Research indicates that 51% of the total population considers natural color “very” important when it comes to ‘kid-centric’ products such as cereal and certain sweet treats like cookies and cakes. Consumer demand for natural color is having a big impact on product formulations, resulting in many inquiries about natural color conversion from ‘kid-centric’ brands, particularly regarding the replacement of Red #40 in baking and dry grocery. Somewhat surprisingly, Sensient’s consumer research has discovered that Red #40 is the most concerning synthetic colorant for many consumers, particularly younger moms. This conversion has been challenging for developers in the past due to heat, pH and oil instability of some natural sources of red color.

On average, baked goods are between pH 5 and pH 7 and in some cases heating can cause the pH levels to shift even higher. High pH can cause standard Anthocyanins to shift from red to purple. Additionally, the high temperatures of the baking or extrusion processes can cause sources, such as Beet, with a lot of natural sugars to undergo the Maillard reaction, resulting in browning. Lastly, the inclusion of oil in most baked goods can cause Carotenoids like Beta Carotene and Lycopene to shift from red to orange or yellowish orange.

Below are a couple of bake stable options available that make natural color conversion more feasible.

pH Modified Anthocyanins is one solution where acid is added to standard fruit or vegetable juice colors to bring the pH level down in the overall system.

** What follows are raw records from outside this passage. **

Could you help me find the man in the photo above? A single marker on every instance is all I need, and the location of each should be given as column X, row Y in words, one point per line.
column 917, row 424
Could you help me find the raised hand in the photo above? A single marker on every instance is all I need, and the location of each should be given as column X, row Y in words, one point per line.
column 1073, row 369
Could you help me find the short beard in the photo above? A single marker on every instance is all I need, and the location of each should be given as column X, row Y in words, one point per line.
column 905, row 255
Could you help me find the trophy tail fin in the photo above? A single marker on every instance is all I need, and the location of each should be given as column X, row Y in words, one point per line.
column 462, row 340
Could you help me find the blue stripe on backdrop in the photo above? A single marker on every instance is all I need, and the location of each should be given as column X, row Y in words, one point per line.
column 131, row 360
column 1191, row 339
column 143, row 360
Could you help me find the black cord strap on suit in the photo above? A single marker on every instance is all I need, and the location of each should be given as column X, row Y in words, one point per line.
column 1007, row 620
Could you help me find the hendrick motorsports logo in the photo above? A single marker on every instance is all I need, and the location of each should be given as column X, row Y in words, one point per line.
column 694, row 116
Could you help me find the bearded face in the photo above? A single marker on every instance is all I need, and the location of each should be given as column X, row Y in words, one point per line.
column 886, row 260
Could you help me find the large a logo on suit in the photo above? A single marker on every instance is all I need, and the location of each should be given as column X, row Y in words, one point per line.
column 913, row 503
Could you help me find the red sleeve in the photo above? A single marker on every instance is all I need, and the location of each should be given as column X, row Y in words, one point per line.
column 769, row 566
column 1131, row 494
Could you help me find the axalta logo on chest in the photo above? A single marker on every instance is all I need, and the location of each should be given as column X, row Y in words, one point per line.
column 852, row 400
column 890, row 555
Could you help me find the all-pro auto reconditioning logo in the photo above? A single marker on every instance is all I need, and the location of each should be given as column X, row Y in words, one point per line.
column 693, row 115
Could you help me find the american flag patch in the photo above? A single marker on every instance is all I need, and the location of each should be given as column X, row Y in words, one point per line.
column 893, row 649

This will maintain a raspberry shade throughout the extrusion and baking processes for cereals and cake mixes. It is not a perfect Red #40 replacement, but a good solution for the ‘Red Family’. The addition of acid is not likely to produce off-flavors in cereal. However, custom formulations are recommended for cakes and cereals to ensure the acid added for stabilization does not affect the flavor profile or density.

Sensient’s Heat Stable Beet is a proprietary solution that includes the addition of antioxidants to stabilize the pigment, producing a deep red velvet shade. It is an excellent solution for cake mixes; however the performance in cereal is dependent on the specific extrusion process for each manufacturer. Some processes with extreme heat or pressure can result in browning or color degradation.

Sensient is in the process of developing a ‘next generation’ Heat Stable Beet that will function better in a wider range of extrusion processes, limiting the Maillard reaction and opening the door to more natural cereal conversions. This breakthrough technology will be available soon, so be sure to check back regularly for updates over the coming months.

Please note that any of these solutions can be customized with other natural sources to meet specific shade targets.